Great presentation by historian this morning on the glories of Serbia and t's leadership of the Slav countries, before departing by coach to Belgrade city and attractions. He told us that they had 20% unemployment. We visited the famous Kalemegdan fortress that is now a serene park with a viewpoint unparalleled:  from this vantage point we could see the confluence of three rivers. 





 The view also showed us visually the strategic importance of Belgrade as "the crossroads of Europe." The city is still struggling and though they have great plans, they don't have a strong enough economy to pull it off. And no such thing as traffic control!




a bombed out building waiting for repairs


bullet holes all along the wall


traffic nightmare

Back on the bus to see the Church of St. Sava.  Magnificent in Byzantine style, tho church is still under construction after more than 100 years.  Funds to build the church come from Serbs all over the globe.  The church's exterior is complete -- marble facade, bell towers, a dome. 

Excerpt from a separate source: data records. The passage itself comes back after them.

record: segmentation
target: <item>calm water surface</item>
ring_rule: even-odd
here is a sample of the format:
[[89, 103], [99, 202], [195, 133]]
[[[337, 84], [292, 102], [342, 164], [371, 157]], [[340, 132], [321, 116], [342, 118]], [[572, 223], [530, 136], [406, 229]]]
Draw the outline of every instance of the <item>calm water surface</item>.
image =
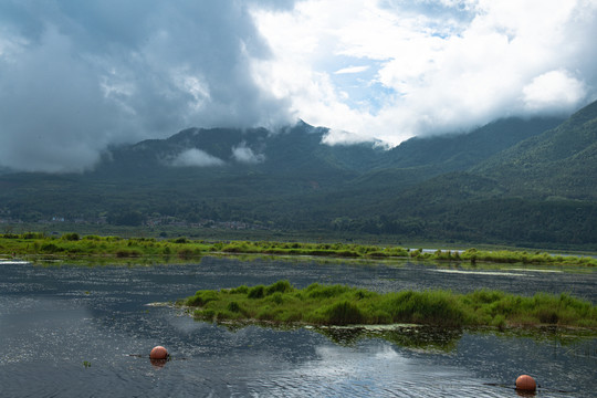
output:
[[[569, 292], [597, 302], [597, 276], [533, 270], [472, 271], [205, 258], [198, 264], [81, 266], [0, 263], [2, 397], [515, 397], [534, 376], [537, 397], [597, 396], [597, 339], [457, 333], [452, 349], [383, 338], [336, 344], [312, 329], [229, 331], [149, 303], [200, 289], [287, 279], [380, 292], [481, 287]], [[172, 360], [153, 365], [166, 346]], [[85, 366], [85, 364], [87, 366]], [[91, 364], [91, 366], [90, 366]]]

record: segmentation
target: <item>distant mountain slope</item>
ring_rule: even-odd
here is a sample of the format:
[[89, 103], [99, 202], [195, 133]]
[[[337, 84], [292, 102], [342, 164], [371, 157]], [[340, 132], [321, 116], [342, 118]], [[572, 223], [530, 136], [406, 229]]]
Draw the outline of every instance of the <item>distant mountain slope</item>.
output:
[[597, 199], [597, 102], [471, 169], [519, 195]]
[[411, 138], [391, 149], [388, 157], [394, 167], [441, 166], [444, 172], [465, 170], [562, 122], [558, 117], [500, 119], [467, 134]]
[[303, 122], [188, 128], [109, 148], [82, 175], [2, 170], [0, 217], [597, 248], [596, 121], [597, 103], [564, 123], [510, 118], [390, 150], [329, 146]]

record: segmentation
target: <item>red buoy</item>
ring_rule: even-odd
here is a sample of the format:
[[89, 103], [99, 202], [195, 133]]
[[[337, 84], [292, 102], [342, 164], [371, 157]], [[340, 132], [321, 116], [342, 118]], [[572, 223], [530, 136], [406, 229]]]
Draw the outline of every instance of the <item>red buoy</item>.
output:
[[522, 391], [534, 391], [537, 388], [535, 379], [528, 375], [521, 375], [516, 379], [516, 389]]
[[149, 353], [150, 359], [168, 359], [168, 350], [164, 348], [163, 346], [156, 346], [154, 349], [151, 349], [151, 353]]

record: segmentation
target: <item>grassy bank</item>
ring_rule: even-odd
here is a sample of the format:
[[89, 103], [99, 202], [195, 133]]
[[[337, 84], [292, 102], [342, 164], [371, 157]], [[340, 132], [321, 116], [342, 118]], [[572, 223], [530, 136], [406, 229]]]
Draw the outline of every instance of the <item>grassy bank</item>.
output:
[[584, 265], [597, 266], [597, 259], [575, 255], [551, 255], [526, 251], [438, 250], [434, 253], [421, 249], [408, 250], [400, 247], [356, 243], [300, 243], [272, 241], [205, 241], [186, 238], [119, 238], [78, 235], [64, 233], [62, 237], [45, 237], [42, 233], [0, 234], [0, 253], [15, 255], [54, 256], [178, 256], [190, 259], [213, 253], [314, 255], [350, 259], [410, 259], [448, 262], [478, 262]]
[[343, 285], [312, 284], [297, 290], [287, 281], [264, 286], [198, 291], [179, 304], [196, 307], [206, 321], [305, 325], [515, 326], [553, 324], [597, 328], [597, 307], [567, 294], [532, 297], [499, 291], [379, 294]]

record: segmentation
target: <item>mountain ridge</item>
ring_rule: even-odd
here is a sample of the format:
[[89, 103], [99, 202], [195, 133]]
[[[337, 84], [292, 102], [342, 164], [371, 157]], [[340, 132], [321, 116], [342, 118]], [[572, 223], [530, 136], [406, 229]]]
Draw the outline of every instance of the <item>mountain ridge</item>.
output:
[[237, 220], [317, 234], [597, 249], [597, 103], [567, 119], [501, 119], [389, 150], [331, 146], [328, 133], [304, 122], [276, 132], [188, 128], [112, 147], [81, 175], [3, 174], [0, 220]]

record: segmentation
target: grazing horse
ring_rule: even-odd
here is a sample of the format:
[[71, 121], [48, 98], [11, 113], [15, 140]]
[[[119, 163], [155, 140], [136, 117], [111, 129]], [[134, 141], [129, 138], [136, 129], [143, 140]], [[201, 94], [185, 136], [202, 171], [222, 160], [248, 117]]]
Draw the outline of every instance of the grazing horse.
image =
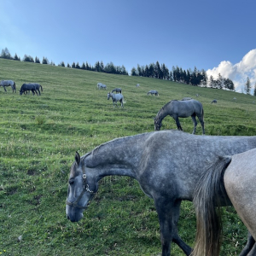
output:
[[[34, 90], [35, 90], [36, 93], [37, 93], [37, 91], [38, 91], [39, 95], [41, 95], [41, 93], [40, 93], [40, 88], [41, 88], [41, 91], [43, 91], [43, 87], [42, 87], [42, 85], [39, 84], [37, 84], [37, 83], [32, 83], [32, 84], [33, 84], [33, 85], [34, 85]], [[38, 93], [37, 93], [37, 94], [38, 94]]]
[[114, 88], [112, 90], [111, 92], [116, 92], [116, 93], [122, 93], [122, 89], [121, 88]]
[[149, 90], [149, 91], [147, 93], [147, 95], [149, 95], [149, 94], [151, 94], [151, 96], [152, 96], [152, 95], [159, 96], [158, 91], [155, 90]]
[[219, 254], [222, 224], [216, 207], [231, 203], [249, 230], [247, 245], [240, 255], [256, 255], [255, 159], [256, 148], [218, 157], [200, 178], [194, 197], [197, 235], [193, 255]]
[[192, 249], [178, 236], [183, 200], [192, 201], [205, 166], [216, 155], [232, 155], [256, 148], [256, 137], [200, 136], [180, 131], [160, 131], [125, 137], [100, 145], [71, 167], [66, 213], [72, 222], [83, 212], [105, 176], [128, 176], [154, 200], [159, 217], [162, 255], [169, 256], [171, 242], [186, 255]]
[[114, 93], [112, 93], [112, 92], [108, 92], [108, 100], [109, 100], [109, 98], [112, 98], [113, 107], [114, 107], [114, 103], [118, 107], [117, 102], [121, 102], [121, 107], [124, 108], [124, 103], [125, 103], [124, 96], [121, 93], [114, 94]]
[[102, 83], [98, 83], [97, 84], [97, 87], [98, 87], [98, 89], [100, 90], [100, 89], [107, 89], [107, 85], [106, 84], [102, 84]]
[[187, 118], [191, 116], [194, 122], [193, 134], [195, 133], [197, 122], [195, 117], [197, 116], [201, 125], [202, 133], [205, 134], [204, 127], [204, 110], [202, 104], [195, 100], [185, 100], [185, 101], [171, 101], [166, 103], [157, 113], [154, 118], [154, 131], [160, 131], [162, 126], [162, 119], [170, 115], [176, 121], [176, 125], [178, 130], [183, 131], [178, 118]]
[[7, 91], [5, 86], [10, 86], [13, 90], [13, 92], [16, 92], [16, 84], [13, 80], [1, 80], [0, 86], [3, 86], [5, 91]]
[[35, 95], [35, 93], [38, 95], [34, 84], [23, 84], [20, 90], [20, 95], [22, 95], [23, 93], [27, 94], [27, 91], [30, 90], [32, 92], [33, 95]]

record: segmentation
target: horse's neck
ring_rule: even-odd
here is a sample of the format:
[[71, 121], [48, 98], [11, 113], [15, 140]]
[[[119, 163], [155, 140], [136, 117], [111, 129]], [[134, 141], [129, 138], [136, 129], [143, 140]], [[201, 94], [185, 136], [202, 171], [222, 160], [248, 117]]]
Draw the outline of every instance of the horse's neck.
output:
[[102, 144], [85, 156], [86, 166], [97, 179], [108, 175], [136, 177], [136, 166], [140, 160], [143, 140], [135, 137], [123, 137]]
[[[166, 107], [166, 106], [165, 106]], [[157, 113], [157, 119], [159, 121], [162, 121], [162, 119], [168, 114], [166, 111], [166, 108], [162, 108]]]

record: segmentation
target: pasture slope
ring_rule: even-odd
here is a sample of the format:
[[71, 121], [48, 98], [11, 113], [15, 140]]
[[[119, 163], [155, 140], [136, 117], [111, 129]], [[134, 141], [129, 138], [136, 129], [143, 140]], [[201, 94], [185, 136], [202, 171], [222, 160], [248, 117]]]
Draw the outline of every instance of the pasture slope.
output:
[[[18, 90], [0, 88], [2, 255], [160, 255], [157, 214], [135, 180], [102, 179], [79, 223], [66, 218], [65, 201], [76, 150], [84, 154], [113, 138], [154, 131], [153, 118], [172, 99], [189, 96], [203, 104], [207, 135], [256, 134], [252, 96], [3, 59], [0, 79], [15, 80], [18, 90], [29, 82], [44, 89], [41, 96], [20, 96]], [[98, 82], [108, 90], [97, 90]], [[113, 108], [107, 100], [107, 92], [116, 87], [122, 88], [124, 108]], [[160, 96], [147, 96], [150, 90]], [[211, 104], [212, 99], [218, 103]], [[192, 132], [190, 118], [180, 121], [184, 131]], [[176, 129], [174, 121], [166, 117], [162, 129]], [[233, 207], [224, 212], [221, 255], [237, 255], [247, 231]], [[181, 236], [193, 246], [190, 202], [183, 203], [179, 224]], [[183, 253], [172, 245], [172, 255]]]

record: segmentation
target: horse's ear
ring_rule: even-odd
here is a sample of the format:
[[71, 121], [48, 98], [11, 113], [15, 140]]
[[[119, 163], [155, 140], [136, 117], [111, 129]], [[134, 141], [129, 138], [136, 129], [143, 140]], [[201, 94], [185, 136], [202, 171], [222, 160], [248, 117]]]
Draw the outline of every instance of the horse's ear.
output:
[[80, 154], [79, 154], [78, 151], [76, 151], [75, 160], [77, 162], [77, 165], [79, 166], [80, 163]]

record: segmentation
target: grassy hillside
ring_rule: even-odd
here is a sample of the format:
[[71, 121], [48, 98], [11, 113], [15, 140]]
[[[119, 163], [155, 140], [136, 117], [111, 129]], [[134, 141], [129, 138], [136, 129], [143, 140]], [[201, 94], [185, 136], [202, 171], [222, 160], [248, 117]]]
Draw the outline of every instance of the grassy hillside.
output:
[[[69, 168], [75, 151], [84, 154], [118, 137], [154, 131], [153, 118], [172, 99], [201, 102], [206, 134], [255, 135], [253, 96], [153, 79], [111, 75], [0, 59], [0, 79], [42, 84], [41, 96], [7, 93], [0, 87], [0, 253], [3, 255], [160, 255], [157, 214], [137, 181], [108, 177], [84, 212], [66, 218]], [[125, 108], [113, 108], [108, 90], [121, 87]], [[140, 87], [136, 88], [136, 84]], [[159, 97], [147, 96], [157, 90]], [[195, 95], [199, 94], [198, 97]], [[233, 98], [236, 97], [236, 101]], [[217, 104], [211, 104], [217, 99]], [[190, 118], [180, 120], [192, 132]], [[176, 129], [166, 117], [162, 129]], [[197, 134], [201, 134], [200, 124]], [[247, 231], [234, 209], [225, 210], [221, 255], [236, 255]], [[180, 235], [193, 246], [195, 212], [183, 202]], [[183, 255], [175, 245], [172, 255]]]

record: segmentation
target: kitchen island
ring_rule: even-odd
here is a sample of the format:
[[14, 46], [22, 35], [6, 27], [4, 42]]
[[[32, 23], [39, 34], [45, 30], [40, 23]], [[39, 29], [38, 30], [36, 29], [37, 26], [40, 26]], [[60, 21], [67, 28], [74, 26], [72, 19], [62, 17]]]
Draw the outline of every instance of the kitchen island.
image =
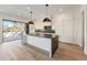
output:
[[53, 56], [58, 47], [58, 36], [55, 34], [28, 34], [28, 44], [35, 46], [39, 51]]

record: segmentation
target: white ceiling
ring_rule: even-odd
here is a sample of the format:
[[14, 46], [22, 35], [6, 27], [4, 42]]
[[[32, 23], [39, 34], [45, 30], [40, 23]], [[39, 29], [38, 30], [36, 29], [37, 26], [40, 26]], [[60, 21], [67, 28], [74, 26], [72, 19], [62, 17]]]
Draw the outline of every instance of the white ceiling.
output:
[[[48, 15], [62, 11], [72, 11], [79, 9], [78, 4], [51, 4], [48, 7]], [[30, 8], [30, 9], [28, 9]], [[30, 11], [33, 11], [33, 19], [39, 19], [40, 17], [45, 17], [45, 4], [0, 4], [0, 14], [8, 14], [18, 18], [24, 18], [29, 20]]]

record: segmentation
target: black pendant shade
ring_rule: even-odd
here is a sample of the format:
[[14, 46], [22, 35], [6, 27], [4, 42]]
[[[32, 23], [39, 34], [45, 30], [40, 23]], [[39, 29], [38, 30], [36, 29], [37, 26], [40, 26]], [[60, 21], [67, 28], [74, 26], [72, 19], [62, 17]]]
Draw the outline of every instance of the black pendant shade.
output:
[[45, 18], [43, 22], [51, 22], [51, 20], [48, 18]]
[[33, 21], [30, 21], [29, 24], [34, 24]]

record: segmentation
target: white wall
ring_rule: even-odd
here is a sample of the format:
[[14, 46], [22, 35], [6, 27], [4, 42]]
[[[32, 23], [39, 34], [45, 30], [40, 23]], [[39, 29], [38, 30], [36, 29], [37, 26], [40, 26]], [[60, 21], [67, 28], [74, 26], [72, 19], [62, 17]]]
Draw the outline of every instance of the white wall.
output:
[[56, 13], [53, 17], [53, 28], [61, 42], [81, 46], [83, 21], [80, 11]]
[[[0, 14], [0, 22], [2, 22], [2, 19], [14, 20], [14, 21], [20, 21], [20, 22], [26, 22], [25, 19], [9, 15], [9, 14]], [[0, 44], [1, 43], [2, 43], [2, 26], [0, 26]]]
[[[43, 19], [35, 21], [36, 29], [43, 29]], [[55, 12], [52, 17], [53, 29], [61, 42], [78, 44], [81, 46], [83, 20], [79, 10]]]

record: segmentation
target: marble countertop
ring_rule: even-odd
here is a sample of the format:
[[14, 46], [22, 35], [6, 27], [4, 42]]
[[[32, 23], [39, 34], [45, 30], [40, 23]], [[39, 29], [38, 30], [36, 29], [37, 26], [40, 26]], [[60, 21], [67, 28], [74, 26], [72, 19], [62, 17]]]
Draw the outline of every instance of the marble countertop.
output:
[[44, 34], [44, 33], [32, 33], [29, 35], [39, 36], [39, 37], [47, 37], [47, 39], [53, 39], [57, 36], [56, 34]]

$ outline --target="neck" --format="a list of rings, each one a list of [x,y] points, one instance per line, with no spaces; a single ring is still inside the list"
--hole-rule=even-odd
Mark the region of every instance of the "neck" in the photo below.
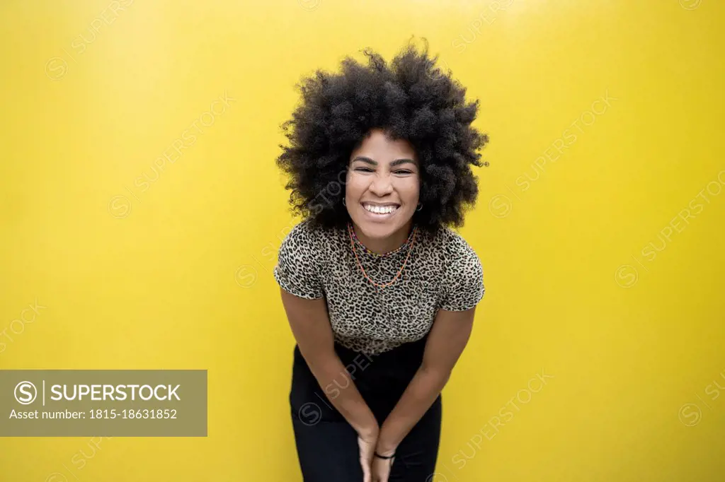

 Inside the columns are wrapped in heavy plastic, the center of the floor is incomplete, and looking up into the dome we could see the equivalent of construction scaffolding.  "Should be finished in another 20-25 years," said the guide.

One more bus ride to Tito memorial.  This is a grand park with many pieces of sculpture, most given as gifts to Josef Tito Broz, president of 6 countries brought together as Yugoslavia at the end of WWII.  THe memorial building is well-maintained but other areas are in sore need of some love and attention.










One of many statues of Tito

And finally a bus return to the ship, that cool haven that offers a cold beer, a fresh salad, and a nap.

For dinner we went to the Royal Palace for a marvelous tour and to have a surprise greeting with Prince Alexander and Princess Katherine. They spoke with us for over 10 minutes explaining that they live in the Palace but that the Palace is owned by the Serbian Government.   




And their modest home.
For those curious about the Royals click here.

Later we learned that ours was the first tour group they had personally greeted.  One of our group, a retired physician, had treated a first cousin of the Prince (while in Greece.)  The two men had an extended chat.




The pool house.




Palace dining room.  The Royals live on
floors 2 and 3 (to which we were not invited.)



Basement -- including large theater with 6 seats
(one for each regional president, Slovenia, Croatia, etc.)
and one extra large and separate seat for Tito




The Chapel -- alternately in use as a store room

or a chapel, depending on the occupiers
and/or visitors.


We dined at another palace in the compound:  The White Palace.

Built for someone's son and family -- lost track
of the family tree at this point in the heat.

The two most gorgeous "royals" at the dinner.